High harmonics are ideal as the illumination source for time- and angle-resolved photoemission spectroscopy (tr-ARPES), which can measure the full electronic band structure of a material. Moreover, a new generation of ultrafast (~50-100 fs), MHz rep rate, VUV (1-20 eV) highly-cascaded high harmonics driven by compact fiber lasers have 10-100 meV energy resolution, and are ideal for spin-resolved ARPES (Optica 7, 832 (2020)).

HHG-based ARPES can not only measure the full electronic band structure - but can also extract the dynamic electron temperature. This measurement capability is very useful since electrons react very quickly upon excitation by light, on attosecond to femtosecond timescales. Moreover, their heat capacity is small compared to the total heat capacity of the material. After excitation by the laser, the excited electrons rapidly establish a hot Fermi-Dirac distribution within ~20 fs. The energy then gradually flows from the hot electrons to the phonon bath on few ps timescales. This decoupling of excitations and interactions in the time domain means that by measuring the dynamic electron temperature, researchers can sensitively detect changes in the microscopic interactions within a material, such as electron-phonon couplings or phase changes – that are indicated by either a change in slope of, or jump in, the electron temperature as a function of excitation laser fluence. When coupled with the ability of HHG tr-ARPES to simultaneously capture the full dynamic band structure (which reflects the macroscopic order parameter), we can map and expand the phase diagram using light as a tuning parameter to uncover new understandings of phase transitions as well as new hidden phases in strongly-coupled materials.

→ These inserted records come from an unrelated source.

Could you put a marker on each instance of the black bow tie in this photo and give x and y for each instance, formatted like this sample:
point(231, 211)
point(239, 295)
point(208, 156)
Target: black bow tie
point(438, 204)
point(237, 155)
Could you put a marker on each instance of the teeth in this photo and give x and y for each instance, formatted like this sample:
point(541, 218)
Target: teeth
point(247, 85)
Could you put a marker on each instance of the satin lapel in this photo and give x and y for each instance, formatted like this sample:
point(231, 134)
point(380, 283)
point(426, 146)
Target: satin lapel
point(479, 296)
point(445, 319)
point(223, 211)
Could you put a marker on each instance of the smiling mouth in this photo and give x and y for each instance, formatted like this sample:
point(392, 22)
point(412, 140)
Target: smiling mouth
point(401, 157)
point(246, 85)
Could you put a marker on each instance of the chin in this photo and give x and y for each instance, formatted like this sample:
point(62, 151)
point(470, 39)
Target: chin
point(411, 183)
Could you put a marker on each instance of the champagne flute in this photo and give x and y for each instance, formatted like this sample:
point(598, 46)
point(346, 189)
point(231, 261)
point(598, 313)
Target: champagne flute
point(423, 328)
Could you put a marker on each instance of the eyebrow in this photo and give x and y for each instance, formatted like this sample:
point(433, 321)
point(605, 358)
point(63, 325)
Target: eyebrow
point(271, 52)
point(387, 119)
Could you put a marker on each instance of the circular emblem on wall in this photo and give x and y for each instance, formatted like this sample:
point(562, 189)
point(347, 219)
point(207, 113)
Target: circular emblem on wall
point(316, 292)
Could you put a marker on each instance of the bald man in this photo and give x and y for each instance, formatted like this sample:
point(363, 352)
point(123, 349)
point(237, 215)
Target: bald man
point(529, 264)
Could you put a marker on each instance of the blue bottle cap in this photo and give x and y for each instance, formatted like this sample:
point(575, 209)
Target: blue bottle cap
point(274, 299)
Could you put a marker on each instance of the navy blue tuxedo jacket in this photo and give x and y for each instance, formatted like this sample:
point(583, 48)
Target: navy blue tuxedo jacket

Using this new ultrafast electron calorimetry technique, a number of new observations have been made [1-5]. It has been shown, for example, how ultrafast lasers can be used to delicately manipulate materials properties, to uncover a fundamental new understanding of phase transitions and interactions in strongly-coupled quantum materials. The new behavior observed appears to be universal in many materials and, therefore, opens up routes for coherently manipulating the interactions and properties of 2D and other quantum materials using light. In one finding, a new metastable phase in a charge density wave (CDW) material was uncovered, characterized by a heat capacity of only ~1/3 of the normal material. In another finding, by monitoring the the electron temperature as a function of laser fluence, a new metastable CDW state in 1T-TaSe2 was discovered.  In that work, the researchers found that it is possible to manipulate the electron-phonon couplings by varying the laser excitation. They also found that the electron temperature was significantly modulated by the coherent amplitude mode by between 200 and 1000 K - which represents a new discovery, since in all observations to date, the electron temperature in femtosecond-laser-excited systems decreases monotonically as the electron bath loses energy to the lattice.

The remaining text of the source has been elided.